On April 24, 1558, François and Mary married in Notre Dame Cathedral in Paris. It was a union that could have given the future Kings of France the throne of Scotland and also a claim to the throne of England through Mary’s great-grandfather, King Henry VII of England. As a result of the marriage, François became King Consort in Scotland until his death. The marriage produced no children, and may never even have been consummated, possibly due to François illnesses or undescended testicles.

Becoming king

A little over a year after his marriage, on July 10, 1559, François became king at age 15 upon the death of Henri II, who died from injuries that he suffered in a jousting accident. On September 21, 1559, François II was crowned king in Reims by his uncle Charles, Cardinal of Lorraine. The crown was so heavy that nobles had to hold it in place for him. The court then moved to the Loire Valley, where the Château de Blois and the surrounding forests were the new king’s home. Francis II took the sun for his emblem and for his mottoes Spectanda fides (This is how faith should be respected) and Lumen rectis (Light for the righteous)


The king’s health deteriorated in November 1560. On November 16, he fainted. After only 17 months on the throne, François II died on December 5, 1560 in Orléans, Loiret, from an ear condition. Multiple diseases have been suggested, such as mastoiditis, meningitis, or otitis exacerbated into an abscess.

Ambroise Paré, the royal surgeon, considered performing a trepanation. Some suspected Protestants of having poisoned the king, a view held by Catholics as the tensions between them and Protestants were on the rise, but this has not been proven.

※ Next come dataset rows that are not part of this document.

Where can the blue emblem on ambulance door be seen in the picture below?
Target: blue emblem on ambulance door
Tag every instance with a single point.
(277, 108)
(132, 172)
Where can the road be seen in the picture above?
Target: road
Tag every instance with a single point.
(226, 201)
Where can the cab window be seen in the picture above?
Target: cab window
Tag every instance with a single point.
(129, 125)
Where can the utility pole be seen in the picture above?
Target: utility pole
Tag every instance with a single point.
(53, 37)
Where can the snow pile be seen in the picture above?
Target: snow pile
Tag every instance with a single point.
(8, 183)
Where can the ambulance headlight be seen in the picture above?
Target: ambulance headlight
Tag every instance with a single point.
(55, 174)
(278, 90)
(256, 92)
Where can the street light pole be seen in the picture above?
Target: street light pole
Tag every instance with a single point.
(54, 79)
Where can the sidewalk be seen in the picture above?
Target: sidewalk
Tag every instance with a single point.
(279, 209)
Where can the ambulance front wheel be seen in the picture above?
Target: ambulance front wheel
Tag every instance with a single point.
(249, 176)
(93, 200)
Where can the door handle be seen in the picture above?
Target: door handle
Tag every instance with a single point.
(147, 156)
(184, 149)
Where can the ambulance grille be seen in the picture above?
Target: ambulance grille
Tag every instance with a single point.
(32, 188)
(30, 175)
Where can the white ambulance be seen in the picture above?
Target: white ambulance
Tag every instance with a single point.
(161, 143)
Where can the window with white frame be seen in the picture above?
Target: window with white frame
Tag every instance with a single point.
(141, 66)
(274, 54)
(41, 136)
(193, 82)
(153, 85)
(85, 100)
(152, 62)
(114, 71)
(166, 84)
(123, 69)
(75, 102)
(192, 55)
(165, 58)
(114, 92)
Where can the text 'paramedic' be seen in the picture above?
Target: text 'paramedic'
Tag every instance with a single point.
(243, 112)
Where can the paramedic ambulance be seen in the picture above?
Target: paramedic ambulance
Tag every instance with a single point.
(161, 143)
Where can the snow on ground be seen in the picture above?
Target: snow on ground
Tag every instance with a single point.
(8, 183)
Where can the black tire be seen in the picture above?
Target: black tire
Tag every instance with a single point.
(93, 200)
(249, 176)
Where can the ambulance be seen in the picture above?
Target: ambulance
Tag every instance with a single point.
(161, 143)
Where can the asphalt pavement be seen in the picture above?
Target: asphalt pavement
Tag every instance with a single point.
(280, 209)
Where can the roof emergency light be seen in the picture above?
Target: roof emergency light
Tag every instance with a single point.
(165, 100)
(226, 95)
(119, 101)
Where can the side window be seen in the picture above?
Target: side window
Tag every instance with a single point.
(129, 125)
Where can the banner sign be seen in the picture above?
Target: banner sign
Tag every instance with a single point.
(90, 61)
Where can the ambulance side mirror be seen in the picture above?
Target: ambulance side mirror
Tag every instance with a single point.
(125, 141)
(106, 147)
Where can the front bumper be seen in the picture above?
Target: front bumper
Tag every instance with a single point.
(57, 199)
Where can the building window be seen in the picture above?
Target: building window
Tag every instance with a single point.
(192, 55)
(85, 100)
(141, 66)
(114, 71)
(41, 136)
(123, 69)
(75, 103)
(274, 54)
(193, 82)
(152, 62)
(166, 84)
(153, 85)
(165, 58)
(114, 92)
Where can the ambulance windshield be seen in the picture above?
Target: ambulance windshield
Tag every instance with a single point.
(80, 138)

François II died childless, so his younger brother Charles, then ten years old, succeeded him as King Charles IX of France. On December 21, the council named Catherine de Médici Regent of France. The Guises left the court, while MaryI, Queen of Scots, François II’s widow, returned to Scotland. Louis, Prince of Condé, who was jailed and awaiting execution, was freed after some negotiations with Catherine de Médici.

On December 23, 1560, François II’s body was interred in the Basilica of St Denis by the Prince of La Roche-sur-Yon.